Ms. A, a 25-year-old woman with type I bipolar disorder, was seen in consultation. She had been diagnosed and treated for bipolar disorder for the previous 4 years with combinations of mood stabilizers, anticonvulsants, and atypical antipsychotic agents. She had never taken typical neuroleptic medications. Among her previous medications were lithium, carbamazepine, divalproex sodium, lamotrigine, fluoxetine, bupropion, gabapentin, and topiramate. She took olanzapine for 1 month but discontinued it because of weight gain. She took risperidone for less than 1 week, discontinuing it because she developed a rash.
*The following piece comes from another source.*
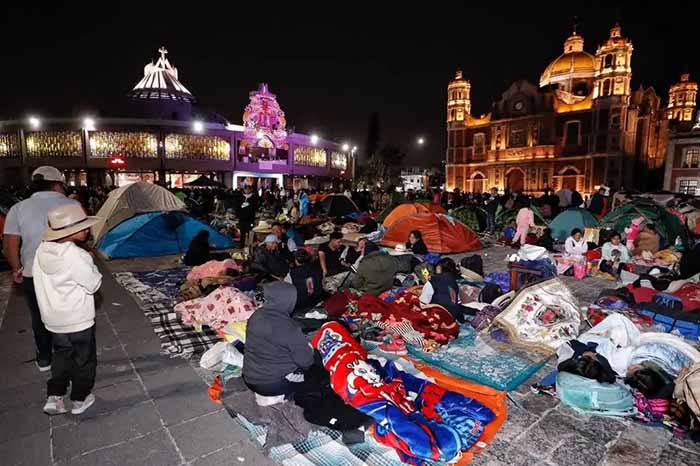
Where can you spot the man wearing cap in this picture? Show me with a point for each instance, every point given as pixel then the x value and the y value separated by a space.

She received quetiapine as an alternative to olanzapine when the latter was discontinued.
The indication for treatment was persistent rapid-cycling mood episodes despite concomitant treatment with gabapentin, 4400 mg/day, and lithium, 900 mg/day. Ms. A’s quetiapine dose was gradually increased to a maintenance dose of 125 mg/day. Repetitive involuntary jaw movements were noticeable within 6 weeks of the initiation of quetiapine treatment and persisted despite a decreased dose. Quetiapine was discontinued after 13 weeks of treatment because of the jaw movements. Ten months after the initiation of quetiapine Ms. A’s mild repetitive involuntary lower jaw movements remained. Her mood symptoms had improved with 4400 mg/day of gabapentin, 900 mg/day of lithium, and 200 mg/day of topiramate. No other involuntary movements were noted.
This case suggests that quetiapine can be associated with abnormal involuntary movements, even in someone never exposed to traditional neuroleptics. This patient suffered from bipolar disorder, rather than schizophrenia, which may increase the risk of tardive dyskinesia. It is important to note that despite these occasional instances of tardive dyskinesia, large controlled studies suggest that the rates of association with atypical neuroleptic agents are low, near the spontaneous rate of association with schizophrenia (3–5). In our extensive experience using atypical neuroleptic agents to treat mood disorders, we have rarely observed tardive dyskinesia.